The newest USGA championship is both a celebration of where the game has been and a vision of where it is going, joining the elite list of championships conducted by the game’s governing body. The first U.S. Women’s Amateur Championship was played in 1895 and in 1903, Bessie Anthony defeated J. Anna Carpenter, 7 and 6, at Chicago Golf Club for the title. The first U.S. Women’s Open was won by Patty Berg at Spokane Country Club in 1946.

And for the inaugural U. S. Senior Women’s Open to be conducted at Chicago Golf Club gives the championship immediate entry into the pages of golf’s history. In 1894, Chicago Golf Club joined with Shinnecock Hills Golf Club on Long Island, Newport Golf Club in Rhode Island, The Country Club in Brookline, Mass., and St. Andrews Golf Club in Yonkers, N.Y., in forming a body that would govern the game in the United States and conduct national championships.

The history of the club alone gives the event instant credibility. The U. S. Open was played there in 1897, 1900 and 1911. In 1900, the winner was Harry Vardon, a six-time winner of The Open Championship, conducted by The R&A. And in 1911, John J. McDermott became the first man born in the United States to win the title.

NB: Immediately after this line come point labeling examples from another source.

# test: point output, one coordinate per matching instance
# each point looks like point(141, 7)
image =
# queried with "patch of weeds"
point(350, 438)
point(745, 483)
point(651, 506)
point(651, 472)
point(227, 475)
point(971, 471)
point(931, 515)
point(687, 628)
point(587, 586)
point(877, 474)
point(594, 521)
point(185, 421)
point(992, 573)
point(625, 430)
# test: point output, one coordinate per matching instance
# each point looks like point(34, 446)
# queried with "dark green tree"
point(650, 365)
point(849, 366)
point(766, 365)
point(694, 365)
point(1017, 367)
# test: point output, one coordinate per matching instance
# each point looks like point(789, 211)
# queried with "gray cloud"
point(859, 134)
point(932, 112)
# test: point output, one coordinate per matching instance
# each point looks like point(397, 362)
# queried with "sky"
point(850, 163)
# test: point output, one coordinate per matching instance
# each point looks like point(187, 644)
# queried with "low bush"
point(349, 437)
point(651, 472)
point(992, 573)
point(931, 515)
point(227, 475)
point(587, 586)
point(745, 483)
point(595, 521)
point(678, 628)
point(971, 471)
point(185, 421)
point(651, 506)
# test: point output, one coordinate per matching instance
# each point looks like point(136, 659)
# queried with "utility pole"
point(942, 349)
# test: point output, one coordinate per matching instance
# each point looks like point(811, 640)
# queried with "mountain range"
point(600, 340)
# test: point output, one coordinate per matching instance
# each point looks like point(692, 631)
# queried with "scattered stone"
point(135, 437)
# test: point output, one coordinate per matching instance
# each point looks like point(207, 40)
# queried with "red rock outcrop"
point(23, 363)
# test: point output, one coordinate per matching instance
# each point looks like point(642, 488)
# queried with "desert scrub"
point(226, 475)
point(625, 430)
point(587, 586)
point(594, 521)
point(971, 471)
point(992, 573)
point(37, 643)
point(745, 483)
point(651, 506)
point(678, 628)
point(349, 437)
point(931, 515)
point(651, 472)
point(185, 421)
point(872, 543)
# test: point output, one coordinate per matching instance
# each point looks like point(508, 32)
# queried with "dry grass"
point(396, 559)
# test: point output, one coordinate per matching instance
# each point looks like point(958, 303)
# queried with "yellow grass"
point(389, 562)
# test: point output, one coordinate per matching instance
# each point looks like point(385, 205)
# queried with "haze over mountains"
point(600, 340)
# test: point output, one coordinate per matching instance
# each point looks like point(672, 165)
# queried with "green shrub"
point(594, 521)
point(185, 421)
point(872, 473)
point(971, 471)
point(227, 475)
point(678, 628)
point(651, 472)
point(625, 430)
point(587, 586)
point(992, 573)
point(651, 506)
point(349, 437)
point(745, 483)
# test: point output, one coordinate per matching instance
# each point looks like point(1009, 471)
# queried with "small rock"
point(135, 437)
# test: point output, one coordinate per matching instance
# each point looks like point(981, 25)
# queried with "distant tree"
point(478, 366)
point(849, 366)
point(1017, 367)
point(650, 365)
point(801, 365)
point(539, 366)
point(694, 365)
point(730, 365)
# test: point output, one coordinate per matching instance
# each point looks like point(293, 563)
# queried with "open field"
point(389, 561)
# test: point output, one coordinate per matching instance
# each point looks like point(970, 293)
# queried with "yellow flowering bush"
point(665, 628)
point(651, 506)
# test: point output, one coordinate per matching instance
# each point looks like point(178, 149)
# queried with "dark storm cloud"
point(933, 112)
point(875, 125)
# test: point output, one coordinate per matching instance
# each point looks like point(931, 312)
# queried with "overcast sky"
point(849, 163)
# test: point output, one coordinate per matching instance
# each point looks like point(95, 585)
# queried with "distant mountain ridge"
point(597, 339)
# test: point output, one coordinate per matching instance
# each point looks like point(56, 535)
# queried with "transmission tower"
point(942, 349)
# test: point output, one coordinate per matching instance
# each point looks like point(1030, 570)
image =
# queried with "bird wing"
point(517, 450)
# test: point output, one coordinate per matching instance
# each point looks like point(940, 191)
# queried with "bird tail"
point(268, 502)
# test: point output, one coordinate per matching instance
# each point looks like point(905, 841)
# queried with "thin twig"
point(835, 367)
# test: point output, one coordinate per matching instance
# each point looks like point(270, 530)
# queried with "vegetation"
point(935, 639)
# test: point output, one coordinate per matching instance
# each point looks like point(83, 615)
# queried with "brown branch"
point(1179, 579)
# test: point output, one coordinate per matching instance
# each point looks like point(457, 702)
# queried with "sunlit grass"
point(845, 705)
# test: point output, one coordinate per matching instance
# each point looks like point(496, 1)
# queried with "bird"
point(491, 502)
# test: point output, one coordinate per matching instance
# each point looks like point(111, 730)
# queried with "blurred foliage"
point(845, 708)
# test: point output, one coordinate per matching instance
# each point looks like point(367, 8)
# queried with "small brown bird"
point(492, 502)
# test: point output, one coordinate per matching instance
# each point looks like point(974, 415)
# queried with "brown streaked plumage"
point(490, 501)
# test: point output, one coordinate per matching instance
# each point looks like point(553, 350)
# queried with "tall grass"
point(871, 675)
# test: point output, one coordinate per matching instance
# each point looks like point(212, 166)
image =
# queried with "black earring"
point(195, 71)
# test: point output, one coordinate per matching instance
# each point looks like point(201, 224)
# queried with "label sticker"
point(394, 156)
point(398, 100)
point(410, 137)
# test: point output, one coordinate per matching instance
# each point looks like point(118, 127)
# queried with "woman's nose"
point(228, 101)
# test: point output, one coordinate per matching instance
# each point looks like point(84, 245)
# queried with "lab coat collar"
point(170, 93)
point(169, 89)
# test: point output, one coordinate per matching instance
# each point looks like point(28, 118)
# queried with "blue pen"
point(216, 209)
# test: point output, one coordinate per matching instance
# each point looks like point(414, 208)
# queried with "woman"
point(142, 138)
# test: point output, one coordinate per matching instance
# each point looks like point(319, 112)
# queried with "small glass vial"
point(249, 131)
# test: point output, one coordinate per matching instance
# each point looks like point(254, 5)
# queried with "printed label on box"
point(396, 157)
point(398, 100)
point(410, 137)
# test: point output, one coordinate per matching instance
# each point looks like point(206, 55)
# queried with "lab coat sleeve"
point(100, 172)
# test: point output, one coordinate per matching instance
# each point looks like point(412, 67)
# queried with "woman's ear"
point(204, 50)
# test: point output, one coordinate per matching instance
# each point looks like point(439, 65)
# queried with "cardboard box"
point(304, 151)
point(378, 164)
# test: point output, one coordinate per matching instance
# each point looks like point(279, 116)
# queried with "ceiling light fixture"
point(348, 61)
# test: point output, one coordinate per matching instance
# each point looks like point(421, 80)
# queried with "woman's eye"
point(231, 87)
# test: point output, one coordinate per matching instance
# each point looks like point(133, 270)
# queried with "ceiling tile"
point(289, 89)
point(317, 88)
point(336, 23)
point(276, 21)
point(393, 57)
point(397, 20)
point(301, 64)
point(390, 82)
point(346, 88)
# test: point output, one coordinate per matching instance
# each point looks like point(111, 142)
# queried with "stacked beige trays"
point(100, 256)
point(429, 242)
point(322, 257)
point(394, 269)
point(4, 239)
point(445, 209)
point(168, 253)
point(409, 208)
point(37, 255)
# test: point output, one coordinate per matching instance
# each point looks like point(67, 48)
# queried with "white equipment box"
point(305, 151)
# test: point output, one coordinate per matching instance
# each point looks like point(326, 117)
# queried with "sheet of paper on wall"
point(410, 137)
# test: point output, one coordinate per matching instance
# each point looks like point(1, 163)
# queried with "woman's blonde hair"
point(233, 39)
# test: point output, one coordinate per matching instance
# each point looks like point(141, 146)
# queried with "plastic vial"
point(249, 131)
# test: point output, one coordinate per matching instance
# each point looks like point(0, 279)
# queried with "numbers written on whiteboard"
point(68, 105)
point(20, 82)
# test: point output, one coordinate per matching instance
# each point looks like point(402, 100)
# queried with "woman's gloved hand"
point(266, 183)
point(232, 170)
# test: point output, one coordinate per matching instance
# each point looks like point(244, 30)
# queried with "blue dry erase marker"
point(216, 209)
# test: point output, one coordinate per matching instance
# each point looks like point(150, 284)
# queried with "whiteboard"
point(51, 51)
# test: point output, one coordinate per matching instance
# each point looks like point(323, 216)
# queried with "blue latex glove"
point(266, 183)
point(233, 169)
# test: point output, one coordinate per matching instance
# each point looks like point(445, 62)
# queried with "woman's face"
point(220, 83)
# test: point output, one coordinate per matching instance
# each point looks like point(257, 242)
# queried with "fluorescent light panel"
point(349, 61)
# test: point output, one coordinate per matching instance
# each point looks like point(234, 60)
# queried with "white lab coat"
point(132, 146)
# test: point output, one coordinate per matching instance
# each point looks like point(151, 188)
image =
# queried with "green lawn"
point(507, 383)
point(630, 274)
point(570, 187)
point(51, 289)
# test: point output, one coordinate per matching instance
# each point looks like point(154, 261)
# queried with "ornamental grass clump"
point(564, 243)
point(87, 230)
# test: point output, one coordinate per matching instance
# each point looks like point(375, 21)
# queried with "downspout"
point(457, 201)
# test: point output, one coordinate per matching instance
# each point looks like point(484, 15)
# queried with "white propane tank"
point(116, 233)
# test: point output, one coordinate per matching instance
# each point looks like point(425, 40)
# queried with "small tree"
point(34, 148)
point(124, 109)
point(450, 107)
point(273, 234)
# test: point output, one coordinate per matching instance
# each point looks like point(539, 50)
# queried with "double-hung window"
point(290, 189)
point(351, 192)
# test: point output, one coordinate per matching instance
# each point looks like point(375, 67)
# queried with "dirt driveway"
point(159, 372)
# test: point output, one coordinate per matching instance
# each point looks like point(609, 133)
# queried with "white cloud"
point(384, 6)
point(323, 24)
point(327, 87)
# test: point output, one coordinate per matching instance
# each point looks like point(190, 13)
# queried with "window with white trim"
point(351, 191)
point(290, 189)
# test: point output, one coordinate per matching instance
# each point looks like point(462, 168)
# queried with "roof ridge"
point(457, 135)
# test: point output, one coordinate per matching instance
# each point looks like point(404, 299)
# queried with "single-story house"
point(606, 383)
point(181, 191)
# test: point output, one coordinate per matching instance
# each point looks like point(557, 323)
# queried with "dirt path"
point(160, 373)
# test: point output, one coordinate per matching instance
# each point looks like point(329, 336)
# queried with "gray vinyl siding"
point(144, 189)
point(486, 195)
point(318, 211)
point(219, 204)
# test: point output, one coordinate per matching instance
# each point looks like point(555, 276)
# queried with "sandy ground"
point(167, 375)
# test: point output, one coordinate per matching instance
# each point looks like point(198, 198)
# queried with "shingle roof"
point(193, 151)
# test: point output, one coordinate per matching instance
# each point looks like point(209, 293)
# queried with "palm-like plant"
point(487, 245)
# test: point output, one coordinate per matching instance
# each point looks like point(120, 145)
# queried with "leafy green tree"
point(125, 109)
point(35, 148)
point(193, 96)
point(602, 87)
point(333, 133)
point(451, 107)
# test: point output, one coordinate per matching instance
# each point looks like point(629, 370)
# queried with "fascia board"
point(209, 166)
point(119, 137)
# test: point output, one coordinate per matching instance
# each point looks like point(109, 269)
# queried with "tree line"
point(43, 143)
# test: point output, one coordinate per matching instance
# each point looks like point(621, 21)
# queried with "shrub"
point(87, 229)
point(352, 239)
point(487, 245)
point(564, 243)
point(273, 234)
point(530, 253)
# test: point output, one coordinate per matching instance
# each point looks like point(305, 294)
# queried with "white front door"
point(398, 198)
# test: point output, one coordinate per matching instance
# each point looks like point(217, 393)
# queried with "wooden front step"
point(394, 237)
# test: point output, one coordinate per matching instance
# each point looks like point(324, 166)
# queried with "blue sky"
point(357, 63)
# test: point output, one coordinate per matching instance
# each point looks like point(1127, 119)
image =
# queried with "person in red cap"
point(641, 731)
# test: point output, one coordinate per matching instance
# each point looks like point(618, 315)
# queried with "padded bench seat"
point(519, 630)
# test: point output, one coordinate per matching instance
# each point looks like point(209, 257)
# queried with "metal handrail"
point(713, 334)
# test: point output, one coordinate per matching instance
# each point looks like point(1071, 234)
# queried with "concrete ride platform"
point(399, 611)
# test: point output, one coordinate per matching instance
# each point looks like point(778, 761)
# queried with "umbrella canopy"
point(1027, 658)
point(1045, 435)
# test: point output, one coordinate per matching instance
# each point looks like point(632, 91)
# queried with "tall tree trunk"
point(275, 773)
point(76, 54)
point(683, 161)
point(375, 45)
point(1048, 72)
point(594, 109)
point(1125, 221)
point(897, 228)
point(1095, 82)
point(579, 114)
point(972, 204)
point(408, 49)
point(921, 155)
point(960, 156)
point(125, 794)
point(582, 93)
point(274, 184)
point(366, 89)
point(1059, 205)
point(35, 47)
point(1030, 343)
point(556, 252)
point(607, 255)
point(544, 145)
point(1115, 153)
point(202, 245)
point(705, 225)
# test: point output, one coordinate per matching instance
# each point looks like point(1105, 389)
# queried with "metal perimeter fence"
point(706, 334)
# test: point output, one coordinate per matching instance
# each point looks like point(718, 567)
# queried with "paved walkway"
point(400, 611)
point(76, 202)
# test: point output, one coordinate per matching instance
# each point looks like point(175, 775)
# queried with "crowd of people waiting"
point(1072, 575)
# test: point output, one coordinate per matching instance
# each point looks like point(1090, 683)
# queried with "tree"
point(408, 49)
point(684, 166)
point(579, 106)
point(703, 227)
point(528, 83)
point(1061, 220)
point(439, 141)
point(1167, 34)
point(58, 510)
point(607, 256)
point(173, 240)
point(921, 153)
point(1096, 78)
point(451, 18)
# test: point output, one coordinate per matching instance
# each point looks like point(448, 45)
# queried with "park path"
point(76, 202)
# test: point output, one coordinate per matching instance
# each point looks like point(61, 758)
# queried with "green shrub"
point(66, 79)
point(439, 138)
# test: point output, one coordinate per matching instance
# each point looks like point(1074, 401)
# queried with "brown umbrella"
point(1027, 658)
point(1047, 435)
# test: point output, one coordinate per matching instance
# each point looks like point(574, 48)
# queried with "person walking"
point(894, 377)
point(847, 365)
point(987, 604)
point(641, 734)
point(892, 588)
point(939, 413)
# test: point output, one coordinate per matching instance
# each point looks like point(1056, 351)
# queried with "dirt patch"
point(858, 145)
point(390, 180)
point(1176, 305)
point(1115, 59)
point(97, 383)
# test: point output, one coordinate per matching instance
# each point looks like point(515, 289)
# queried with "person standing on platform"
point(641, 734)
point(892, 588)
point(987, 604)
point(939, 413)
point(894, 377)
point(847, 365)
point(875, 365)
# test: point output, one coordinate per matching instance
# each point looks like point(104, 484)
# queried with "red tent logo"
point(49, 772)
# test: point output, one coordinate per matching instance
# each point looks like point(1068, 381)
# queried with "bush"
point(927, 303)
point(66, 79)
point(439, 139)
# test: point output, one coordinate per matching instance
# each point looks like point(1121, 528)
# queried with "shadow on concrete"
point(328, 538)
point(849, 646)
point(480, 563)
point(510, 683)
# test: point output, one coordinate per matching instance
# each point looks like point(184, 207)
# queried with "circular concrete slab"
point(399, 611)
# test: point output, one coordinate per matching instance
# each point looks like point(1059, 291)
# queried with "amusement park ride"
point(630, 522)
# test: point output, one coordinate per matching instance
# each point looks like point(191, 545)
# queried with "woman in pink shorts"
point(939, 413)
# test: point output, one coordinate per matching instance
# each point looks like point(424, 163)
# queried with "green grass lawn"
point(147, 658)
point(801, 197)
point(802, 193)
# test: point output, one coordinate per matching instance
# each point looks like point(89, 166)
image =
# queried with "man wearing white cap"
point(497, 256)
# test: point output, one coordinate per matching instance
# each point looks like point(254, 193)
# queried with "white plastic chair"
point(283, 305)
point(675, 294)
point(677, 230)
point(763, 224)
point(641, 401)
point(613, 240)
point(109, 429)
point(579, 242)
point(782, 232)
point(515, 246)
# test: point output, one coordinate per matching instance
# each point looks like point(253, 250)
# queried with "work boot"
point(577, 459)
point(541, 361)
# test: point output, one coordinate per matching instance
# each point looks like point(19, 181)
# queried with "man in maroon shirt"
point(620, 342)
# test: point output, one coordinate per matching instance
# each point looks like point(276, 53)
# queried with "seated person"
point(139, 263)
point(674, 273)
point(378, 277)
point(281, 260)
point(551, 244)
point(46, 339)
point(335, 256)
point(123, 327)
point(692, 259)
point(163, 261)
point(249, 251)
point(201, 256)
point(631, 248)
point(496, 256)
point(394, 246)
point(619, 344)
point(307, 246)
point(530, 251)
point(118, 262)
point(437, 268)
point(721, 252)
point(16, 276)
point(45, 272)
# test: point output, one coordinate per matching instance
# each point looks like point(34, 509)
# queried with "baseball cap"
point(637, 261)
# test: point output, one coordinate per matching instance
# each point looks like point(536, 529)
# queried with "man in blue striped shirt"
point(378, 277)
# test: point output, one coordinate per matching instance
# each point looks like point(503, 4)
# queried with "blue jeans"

This event literally sags under the weight of history. Only five players have won three different USGA championships – Jack Nicklaus, Arnold Palmer, Tiger Woods, Carol Semple Thompson and JoAnne Carner. And this week Carner (one U.S. Girls’ Junior, five U.S. Women’s Amateurs to go with her two U.S. Women’s Opens victories) will be trying to become the only player with four different USGA titles. And trying to join the list with three are Juli Inkster, Hollis Stacy, Amy Alcott and Ellen Port.

“I still love playing,” says Carner, who is 79 years old and says she can easily shoot her age. “I’ve lost some length off the tee, which is aggravating, but it’s still fun to compete and I can still knock in a 4-footer for a little money.”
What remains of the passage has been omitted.